The guitar version came first but in its bass form it's no less impressive in terms of its design and highly contemporary looks. It offers a whole new way of doing things in a more environmentally friendly and sustainable way.


Here the traditional idea of using dense body material is replaced by AIR or, to give it the full term, Alternative Internal Resonance.

This is a construction method that uses a layer of resonant softwood embedded between harder tonewoods with a series of aluminium sound tubes passing through the core from the bridge to allow the string vibrations to achieve clear passage through the body mass.

The claimed result is a purer tone and accentuated natural sustain, along with a definite saving in terms of weight. Although wood is employed in the construction there is no visual evidence whatsoever.

With a pure white top, white pickups and a grey back and neck this bass projects a very stylistic and modern presentation.

A curved top and back to the body with an additional silver beading line on the top edge, plus an unusual split-level headstock, all helps to accentuate this sleek and relatively simplistic look.

What's more when you plug in your lead the two volume controls are illuminated (green for neck and blue for bridge position), and with that all white background they really stand out.

With a white overlay to help match the headstock with the body, the tuners appear almost buried within the overall headstock mass. Also, thanks to the through-body stringing design, this becomes one ultra minimalist design. Yet another Jazz bass it ain't!

As something of a contrast, the bridge is a quite chunky affair with an unusual wrap-over saddle design. But when viewed from the front it takes on the appearance of a solid satin chrome tailpiece block that echoes the finish of the tuners perfectly.

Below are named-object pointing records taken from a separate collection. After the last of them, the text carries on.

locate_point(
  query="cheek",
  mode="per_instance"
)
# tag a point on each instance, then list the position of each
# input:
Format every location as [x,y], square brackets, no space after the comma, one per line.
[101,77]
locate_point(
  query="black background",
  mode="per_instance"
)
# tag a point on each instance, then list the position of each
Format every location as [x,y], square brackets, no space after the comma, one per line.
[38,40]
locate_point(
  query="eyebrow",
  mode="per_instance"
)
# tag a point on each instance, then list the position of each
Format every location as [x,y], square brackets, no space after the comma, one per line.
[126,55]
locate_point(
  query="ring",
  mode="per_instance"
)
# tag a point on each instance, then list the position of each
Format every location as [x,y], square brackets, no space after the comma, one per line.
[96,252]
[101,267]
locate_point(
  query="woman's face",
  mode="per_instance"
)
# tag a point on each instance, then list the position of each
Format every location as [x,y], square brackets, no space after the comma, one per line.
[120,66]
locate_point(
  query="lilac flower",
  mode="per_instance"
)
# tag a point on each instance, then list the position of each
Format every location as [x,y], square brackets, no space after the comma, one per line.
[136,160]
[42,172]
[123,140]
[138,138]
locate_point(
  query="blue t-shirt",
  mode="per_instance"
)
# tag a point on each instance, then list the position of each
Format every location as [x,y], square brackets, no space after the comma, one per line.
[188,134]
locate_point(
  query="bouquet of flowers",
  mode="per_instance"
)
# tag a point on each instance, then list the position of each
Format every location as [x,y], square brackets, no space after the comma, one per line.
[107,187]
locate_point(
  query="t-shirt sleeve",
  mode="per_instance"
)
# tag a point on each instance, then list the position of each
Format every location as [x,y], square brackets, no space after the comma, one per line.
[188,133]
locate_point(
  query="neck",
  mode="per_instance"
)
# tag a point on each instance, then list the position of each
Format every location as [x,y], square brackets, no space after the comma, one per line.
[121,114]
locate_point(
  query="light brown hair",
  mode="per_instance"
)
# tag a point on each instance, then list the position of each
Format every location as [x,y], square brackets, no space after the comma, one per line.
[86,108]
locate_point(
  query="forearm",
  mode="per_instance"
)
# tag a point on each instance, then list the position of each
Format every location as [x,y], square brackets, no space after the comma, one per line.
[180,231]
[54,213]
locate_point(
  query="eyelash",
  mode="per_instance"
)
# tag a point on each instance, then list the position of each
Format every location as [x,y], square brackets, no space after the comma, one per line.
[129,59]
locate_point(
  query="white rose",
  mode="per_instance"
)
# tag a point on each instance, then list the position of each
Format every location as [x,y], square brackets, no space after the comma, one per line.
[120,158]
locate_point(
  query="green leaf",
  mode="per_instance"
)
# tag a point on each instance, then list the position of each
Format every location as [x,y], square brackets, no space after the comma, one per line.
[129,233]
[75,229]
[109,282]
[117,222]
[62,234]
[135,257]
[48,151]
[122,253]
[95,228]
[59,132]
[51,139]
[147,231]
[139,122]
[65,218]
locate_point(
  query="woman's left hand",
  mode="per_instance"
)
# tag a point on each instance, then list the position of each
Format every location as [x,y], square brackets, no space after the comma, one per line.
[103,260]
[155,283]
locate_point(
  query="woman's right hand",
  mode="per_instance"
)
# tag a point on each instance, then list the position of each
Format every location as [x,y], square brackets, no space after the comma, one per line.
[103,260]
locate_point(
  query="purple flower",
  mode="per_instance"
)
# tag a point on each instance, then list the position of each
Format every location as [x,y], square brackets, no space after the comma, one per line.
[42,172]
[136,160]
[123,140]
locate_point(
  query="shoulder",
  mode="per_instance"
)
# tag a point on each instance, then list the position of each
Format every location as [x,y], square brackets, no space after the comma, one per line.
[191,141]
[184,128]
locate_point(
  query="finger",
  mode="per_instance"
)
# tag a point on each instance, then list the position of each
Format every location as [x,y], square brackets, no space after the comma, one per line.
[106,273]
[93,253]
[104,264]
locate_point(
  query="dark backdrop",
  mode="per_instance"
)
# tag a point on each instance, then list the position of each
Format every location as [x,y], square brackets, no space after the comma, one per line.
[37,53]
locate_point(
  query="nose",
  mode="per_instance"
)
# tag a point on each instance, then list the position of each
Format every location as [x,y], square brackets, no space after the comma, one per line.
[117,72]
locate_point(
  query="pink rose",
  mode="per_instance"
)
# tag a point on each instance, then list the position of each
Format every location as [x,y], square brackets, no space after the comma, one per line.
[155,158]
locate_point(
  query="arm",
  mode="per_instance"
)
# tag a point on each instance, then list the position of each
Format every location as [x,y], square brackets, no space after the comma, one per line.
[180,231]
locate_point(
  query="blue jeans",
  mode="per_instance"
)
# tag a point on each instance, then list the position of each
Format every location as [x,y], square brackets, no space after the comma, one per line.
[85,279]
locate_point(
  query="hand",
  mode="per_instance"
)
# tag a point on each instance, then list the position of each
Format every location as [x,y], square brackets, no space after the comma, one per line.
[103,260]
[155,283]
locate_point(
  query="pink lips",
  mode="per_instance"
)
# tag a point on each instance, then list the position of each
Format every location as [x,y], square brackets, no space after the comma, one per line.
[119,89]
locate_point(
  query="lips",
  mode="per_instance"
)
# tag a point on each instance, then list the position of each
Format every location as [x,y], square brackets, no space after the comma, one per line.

As with the A2 guitar models the hardware and pickups are custom designed by Yamaha Artist Services Hollywood (YASH), which makes use of the professional input from many of its bass endorsees.

And if it meets the requirements of Nathan East, Billy Sheehan and Michael Anthony, the chances are you're going to like it too.

The balance of the RBX4 A2M is simply superb and with the added benefit of a shorter scale the lightness in weight is immediately noticeable. Yet the bass still manages to retain the general feel associated with this well-established and popular Yamaha range.

So, expect comfortable neck proportions with smoothly rolled fingerboard edges and fret ends with plenty of access to those upper frets. String spacing is good and the two pickups provide excellent thumb rests when you play with your fingers.


Although we've made a lot about the reduced weight of this striking instrument there's no lack of performance or output when it comes to playing it. In fact, even before plugging it in you notice a pleasing natural tone.

Any concerns of a lack of performance due to it having a shorter scale length these are also soon quashed as this speaks with a very confident voice indeed.

It also has a distinct and individual purity in tone that makes you wonder if the battery is there to supply power to the visual display or give this an active boost.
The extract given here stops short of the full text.